Access provided by Autonomous University of Puebla. Download conference paper PDF

DeshiFoodBD: Development of a Bangladeshi Traditional Food Image Dataset and Recognition Model Using Inception V3

Multi-Task Learning for Food Identification and Analysis with Deep Convolutional Neural Networks

Article 06 May 2016

Food Classification Using Deep Learning Algorithm

Keywords

1 Introduction

A popular trend on the global tourist map is culinary tourism [1], sometimes known as food tourism. Dishes frequently reflect the traits of the locals and each culture. The geography, culture, religion, and climate [2] of any culture are just a few examples of the many distinct aspects that influence a culinary culture. For instance, olive oil and herbs are frequently used in Mediterranean cooking [3]. Steak and cutlets are staples of Western European cuisine.
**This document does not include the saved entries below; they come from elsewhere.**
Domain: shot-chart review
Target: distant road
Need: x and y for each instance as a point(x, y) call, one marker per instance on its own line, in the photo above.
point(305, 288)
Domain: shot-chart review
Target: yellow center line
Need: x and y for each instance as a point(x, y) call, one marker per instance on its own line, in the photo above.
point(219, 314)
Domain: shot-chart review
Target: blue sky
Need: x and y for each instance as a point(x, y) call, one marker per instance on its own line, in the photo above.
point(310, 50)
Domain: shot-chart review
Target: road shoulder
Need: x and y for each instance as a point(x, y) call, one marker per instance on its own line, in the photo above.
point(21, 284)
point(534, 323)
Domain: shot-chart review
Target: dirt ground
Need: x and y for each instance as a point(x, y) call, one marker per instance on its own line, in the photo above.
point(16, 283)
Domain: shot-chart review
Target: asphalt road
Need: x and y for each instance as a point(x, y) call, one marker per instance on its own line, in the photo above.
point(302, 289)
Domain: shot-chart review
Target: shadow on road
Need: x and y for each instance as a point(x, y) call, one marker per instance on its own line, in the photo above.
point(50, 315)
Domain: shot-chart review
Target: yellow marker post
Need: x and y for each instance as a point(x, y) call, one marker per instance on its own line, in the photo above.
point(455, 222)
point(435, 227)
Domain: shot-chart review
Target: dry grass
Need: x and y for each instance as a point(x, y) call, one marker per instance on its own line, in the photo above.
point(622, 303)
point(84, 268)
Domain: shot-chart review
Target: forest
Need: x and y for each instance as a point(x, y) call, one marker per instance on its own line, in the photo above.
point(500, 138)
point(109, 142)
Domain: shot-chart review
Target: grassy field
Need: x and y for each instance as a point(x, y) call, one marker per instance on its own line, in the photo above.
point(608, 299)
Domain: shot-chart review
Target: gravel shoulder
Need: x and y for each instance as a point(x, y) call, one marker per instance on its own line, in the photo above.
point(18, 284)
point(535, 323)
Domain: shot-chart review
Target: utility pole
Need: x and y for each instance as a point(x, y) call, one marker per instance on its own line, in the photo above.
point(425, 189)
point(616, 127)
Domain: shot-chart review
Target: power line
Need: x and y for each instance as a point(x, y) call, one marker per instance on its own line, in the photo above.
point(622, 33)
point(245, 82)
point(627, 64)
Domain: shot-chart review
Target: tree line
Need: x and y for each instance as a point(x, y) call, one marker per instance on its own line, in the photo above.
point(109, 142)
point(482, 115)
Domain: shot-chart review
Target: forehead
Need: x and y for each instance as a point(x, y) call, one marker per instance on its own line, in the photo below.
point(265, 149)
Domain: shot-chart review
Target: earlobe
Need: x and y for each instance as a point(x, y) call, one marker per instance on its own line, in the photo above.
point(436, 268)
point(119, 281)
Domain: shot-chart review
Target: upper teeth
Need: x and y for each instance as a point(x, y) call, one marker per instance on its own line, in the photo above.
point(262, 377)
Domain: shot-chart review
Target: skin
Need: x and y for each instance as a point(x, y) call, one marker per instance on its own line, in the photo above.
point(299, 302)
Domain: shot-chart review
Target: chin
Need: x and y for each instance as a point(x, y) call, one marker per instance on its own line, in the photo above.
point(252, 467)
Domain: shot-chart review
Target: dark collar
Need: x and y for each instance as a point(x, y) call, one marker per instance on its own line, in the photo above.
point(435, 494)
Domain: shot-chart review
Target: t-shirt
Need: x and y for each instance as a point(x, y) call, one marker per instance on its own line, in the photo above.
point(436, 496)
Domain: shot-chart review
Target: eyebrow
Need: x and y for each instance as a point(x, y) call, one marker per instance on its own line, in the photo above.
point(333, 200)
Additionally, cheese and wine are well-known elements in sauces. Rice is the staple cuisine in Eastern Asia and Indochina [4], while fish, shrimp, and soybean are typically used to make sauces.

Several more tourists are willing to pay to sample distinctive delicacies from the surrounding areas [5]. Therefore, there are numerous chances for economic growth with food tourism [6]. In order to enhance the culinary tourist experience, concentrating on creating a method to identify food. Transfer learning and Convolutional neural networks methods [7, 8] are used in the system's design, that is based on deep learning.
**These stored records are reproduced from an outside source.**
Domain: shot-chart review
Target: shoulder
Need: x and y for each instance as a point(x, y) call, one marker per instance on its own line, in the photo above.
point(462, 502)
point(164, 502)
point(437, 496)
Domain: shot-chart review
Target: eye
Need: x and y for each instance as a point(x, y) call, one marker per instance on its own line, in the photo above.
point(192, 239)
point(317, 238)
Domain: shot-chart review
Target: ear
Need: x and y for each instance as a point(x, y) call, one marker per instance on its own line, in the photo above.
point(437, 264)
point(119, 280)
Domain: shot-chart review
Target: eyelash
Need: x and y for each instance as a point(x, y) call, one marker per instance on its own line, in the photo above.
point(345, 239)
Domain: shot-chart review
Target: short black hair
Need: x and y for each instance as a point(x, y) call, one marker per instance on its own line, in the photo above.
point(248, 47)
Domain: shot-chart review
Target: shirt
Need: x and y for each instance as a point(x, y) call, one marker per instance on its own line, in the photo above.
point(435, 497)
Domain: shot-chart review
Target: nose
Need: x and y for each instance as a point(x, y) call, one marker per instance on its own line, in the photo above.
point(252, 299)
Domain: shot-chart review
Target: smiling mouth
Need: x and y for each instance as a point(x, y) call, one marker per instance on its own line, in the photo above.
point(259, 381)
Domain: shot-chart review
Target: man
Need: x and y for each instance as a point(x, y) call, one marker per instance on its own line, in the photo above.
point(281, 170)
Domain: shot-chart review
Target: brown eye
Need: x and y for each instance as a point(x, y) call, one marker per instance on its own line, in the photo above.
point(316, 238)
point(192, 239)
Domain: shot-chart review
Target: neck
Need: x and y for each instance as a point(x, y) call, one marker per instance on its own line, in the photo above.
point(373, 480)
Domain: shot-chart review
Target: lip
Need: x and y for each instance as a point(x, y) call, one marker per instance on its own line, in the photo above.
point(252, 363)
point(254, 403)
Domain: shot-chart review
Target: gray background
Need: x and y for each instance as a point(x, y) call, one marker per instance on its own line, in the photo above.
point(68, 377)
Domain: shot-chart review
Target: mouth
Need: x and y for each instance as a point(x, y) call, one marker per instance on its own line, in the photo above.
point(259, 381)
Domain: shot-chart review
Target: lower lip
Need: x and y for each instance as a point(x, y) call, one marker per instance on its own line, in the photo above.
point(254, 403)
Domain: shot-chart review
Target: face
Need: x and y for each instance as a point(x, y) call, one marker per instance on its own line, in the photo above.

With nine well-known traditional dish classifiers [9], the structure concentrates on Vietnamese culinary culture: Banh-Chung, Bun, Banh-Mi, Com-Tam, Banh-Tet, Banh-Trang, Pho, Banh-Xeo and Goi-Cuon. The system is easy configurable to accommodate additional classifiers [10] and delicacies from different nations.

The following are the primary areas where this paper makes major contributions. In order to recognize food [11], a novel CNN is first created using EfficientNet [7] and the transfer learning method. Second, giving researchers and scientists access to dishes dataset [12], train the model, and acquired parameters so that can reuse and expand it with more dish classifiers. In order to tackle the problem of dish identification, a mobile application is finally built. It also gave some helpful information about foods.

The residual parts of the hypothesis are arranged as follows. A thorough analysis of similar techniques was presented in Sect. 2. Next Section presents the materials and the recommended procedure for classifying food into nine categories. The creation of a software platform to enhance the experience of tourists is presented in Sect. 4 together with the trial findings. Section 5 brings the process to a close.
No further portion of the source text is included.